The first part of the thesis treats single-zone cylinder pressure modeling, where the specific heat ratio model constitutes a key part. This model component is therefore investigated more thoroughly. For the purpose of reference, the specific heat ratio is calculated for burned and unburned gases, assuming that the unburned mixture is frozen and that the burned mixture is at chemical equilibrium. Use of the reference model in heat release analysis is too time consuming and therefore a set of simpler models, both existing and newly developed, are compared to the reference model.
A two-zone mean temperature model and the Vibe function are used to parameterize the mass fraction burned. The mass fraction burned is used to interpolate the specific heats for the unburned and burned mixture, and to form the specific heat ratio, which renders a cylinder pressure modeling error in the same order as the measurement noise, and fifteen times smaller than the model originally suggested in Gatowski et al. (1984). The computational time is increased with 40 % compared to the original setting, but reduced by a factor 70 compared to precomputed tables from the full equilibrium program. The specific heats for the unburned mixture are captured within 0.2 % by linear functions, and the specific heats for the burned mixture are captured within 1 % by higher-order polynomials for the major operating range of a spark ignited (SI) engine.
In the second part, four methods for compression ratio estimation based on cylinder pressure traces are developed and evaluated for both simulated and experimental cycles. Three methods rely upon a model of polytropic compression for the cylinder pressure. It is shown that they give a good estimate of the compression ratio at low compression ratios, although the estimates are biased.
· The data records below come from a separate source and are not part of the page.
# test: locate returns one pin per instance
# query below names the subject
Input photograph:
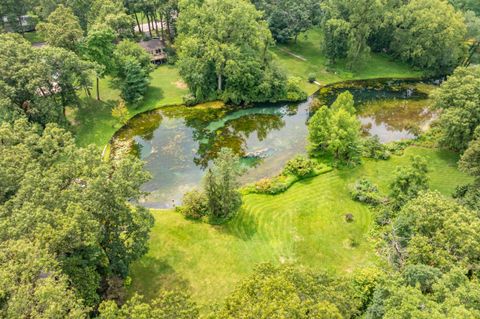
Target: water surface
(178, 143)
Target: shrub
(294, 91)
(365, 191)
(300, 166)
(195, 205)
(190, 100)
(372, 148)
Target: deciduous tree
(62, 29)
(221, 186)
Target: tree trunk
(161, 26)
(22, 32)
(148, 23)
(98, 89)
(169, 32)
(138, 23)
(219, 78)
(473, 49)
(154, 14)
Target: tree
(120, 112)
(290, 292)
(336, 131)
(409, 182)
(469, 195)
(453, 295)
(76, 206)
(62, 29)
(472, 21)
(470, 161)
(136, 81)
(347, 25)
(32, 284)
(221, 186)
(223, 53)
(429, 34)
(467, 5)
(39, 83)
(438, 232)
(336, 33)
(109, 14)
(288, 18)
(13, 10)
(167, 305)
(459, 97)
(132, 69)
(98, 47)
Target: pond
(178, 143)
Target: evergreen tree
(221, 186)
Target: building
(156, 48)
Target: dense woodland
(71, 225)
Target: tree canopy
(38, 83)
(72, 204)
(459, 97)
(288, 18)
(335, 131)
(223, 53)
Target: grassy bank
(93, 123)
(305, 57)
(305, 224)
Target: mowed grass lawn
(311, 60)
(93, 122)
(306, 225)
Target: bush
(366, 192)
(190, 100)
(294, 92)
(398, 147)
(282, 182)
(372, 148)
(300, 166)
(195, 205)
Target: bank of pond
(178, 143)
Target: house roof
(152, 45)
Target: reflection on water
(178, 143)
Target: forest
(239, 159)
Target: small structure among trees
(156, 48)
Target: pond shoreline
(219, 102)
(178, 143)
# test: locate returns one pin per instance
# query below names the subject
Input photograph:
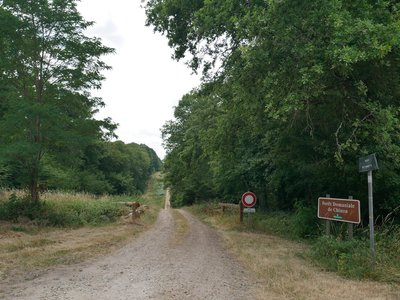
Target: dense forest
(293, 93)
(49, 138)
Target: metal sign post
(371, 217)
(368, 164)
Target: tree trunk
(34, 184)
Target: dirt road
(153, 266)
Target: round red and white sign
(249, 199)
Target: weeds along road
(179, 258)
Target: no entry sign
(342, 210)
(249, 199)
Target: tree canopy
(294, 92)
(49, 137)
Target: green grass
(350, 259)
(75, 209)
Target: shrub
(17, 207)
(71, 213)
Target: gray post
(350, 226)
(371, 217)
(328, 222)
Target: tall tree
(47, 107)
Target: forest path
(153, 266)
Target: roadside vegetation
(349, 258)
(285, 110)
(69, 228)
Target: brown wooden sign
(342, 210)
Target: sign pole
(371, 217)
(350, 226)
(369, 163)
(328, 222)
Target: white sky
(145, 83)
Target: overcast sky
(145, 83)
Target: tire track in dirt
(149, 267)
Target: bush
(17, 207)
(349, 258)
(304, 222)
(61, 213)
A method based on a variable projection algorithm with a logarithmic norm of the cylinder pressure yields the smallest confidence intervals and shortest computational time for these three methods. This method is recommended when computational time is an important issue. The polytropic pressure model lacks information about heat transfer and therefore the estimation bias increases with the compression ratio.
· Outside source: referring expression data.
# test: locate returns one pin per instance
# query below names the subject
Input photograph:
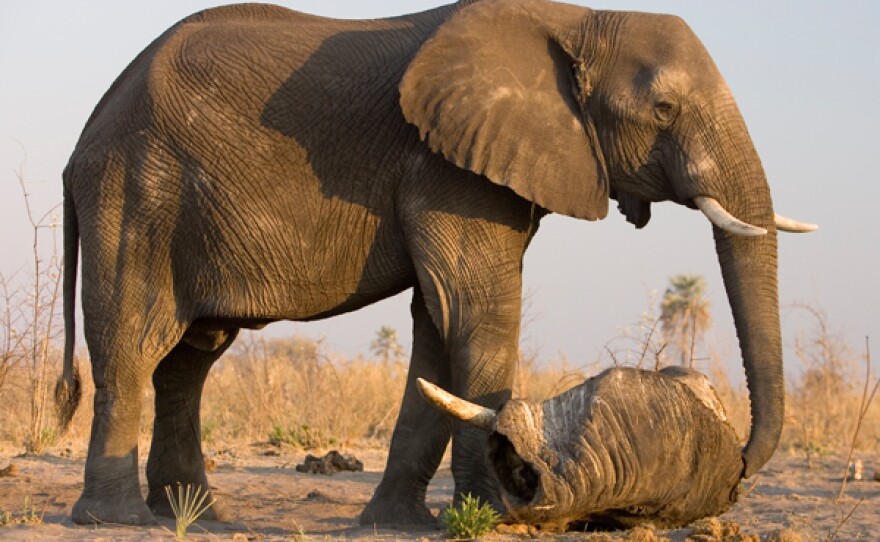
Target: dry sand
(272, 501)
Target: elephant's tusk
(479, 416)
(783, 223)
(719, 216)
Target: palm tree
(685, 315)
(386, 346)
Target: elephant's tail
(68, 390)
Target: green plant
(470, 519)
(187, 506)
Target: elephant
(600, 455)
(256, 164)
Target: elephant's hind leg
(176, 451)
(112, 492)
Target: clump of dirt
(331, 463)
(714, 530)
(784, 535)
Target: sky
(806, 76)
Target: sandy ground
(272, 501)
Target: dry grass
(296, 392)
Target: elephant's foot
(158, 503)
(125, 510)
(397, 512)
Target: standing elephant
(255, 164)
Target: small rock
(516, 529)
(714, 530)
(645, 533)
(856, 470)
(331, 463)
(783, 535)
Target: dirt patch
(272, 501)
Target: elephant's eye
(665, 111)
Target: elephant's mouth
(517, 479)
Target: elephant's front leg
(176, 451)
(420, 436)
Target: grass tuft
(470, 519)
(188, 505)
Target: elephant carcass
(625, 447)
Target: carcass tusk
(719, 216)
(479, 416)
(783, 223)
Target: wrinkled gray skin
(255, 164)
(623, 448)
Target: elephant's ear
(493, 92)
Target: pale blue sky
(806, 76)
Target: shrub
(470, 519)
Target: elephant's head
(571, 107)
(625, 447)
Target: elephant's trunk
(748, 266)
(725, 167)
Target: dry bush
(823, 404)
(294, 392)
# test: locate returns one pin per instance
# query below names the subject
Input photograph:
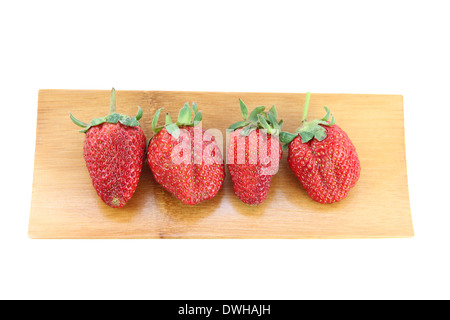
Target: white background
(386, 47)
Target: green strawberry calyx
(112, 117)
(309, 129)
(258, 119)
(186, 117)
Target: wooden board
(65, 205)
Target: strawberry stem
(306, 108)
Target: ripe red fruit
(185, 159)
(114, 149)
(254, 153)
(323, 158)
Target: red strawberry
(323, 158)
(114, 149)
(185, 159)
(254, 153)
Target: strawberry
(185, 159)
(254, 153)
(322, 157)
(114, 149)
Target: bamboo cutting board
(65, 204)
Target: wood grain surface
(65, 205)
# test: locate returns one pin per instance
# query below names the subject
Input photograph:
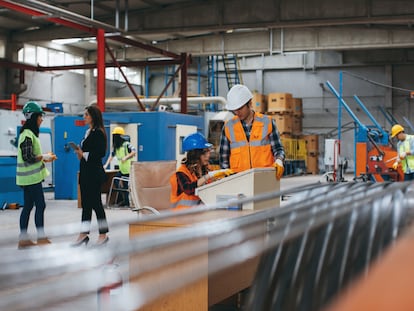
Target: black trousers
(92, 201)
The fourth method includes heat transfer, crevice effects, and a commonly used heat release model for firing cycles. This method estimates the compression ratio more accurately in terms of bias and variance. The method is more computationally demanding and thus recommended when estimation accuracy is the most important property. In order to estimate the compression ratio as accurately as possible, motored cycles with as high initial pressure as possible should be used.
The objective in part 3 is to develop an estimation tool for heat release analysis that is accurate, systematic and efficient. Two methods that incorporate prior knowledge of the parameter nominal value and uncertainty in a systematic manner are presented and evaluated. Method 1 is based on using a singular value decomposition of the estimated hessian, to reduce the number of estimated parameters one-by-one. Then the suggested number of parameters to use is found as the one minimizing the Akaike final prediction error. Method 2 uses a regularization technique to include the prior knowledge in the criterion function.
Method 2 gives more accurate estimates than method 1. For method 2, prior knowledge with individually set parameter uncertainties yields more accurate and robust estimates. Once a choice of parameter uncertainty has been done, no user interaction is needed. Method 2 is then formulated for three different versions, which differ in how they determine how strong the regularization should be. The quickest version is based on ad-hoc tuning and should be used when computational time is important. Another version is more accurate and flexible to changing operating conditions, but is more computationally demanding.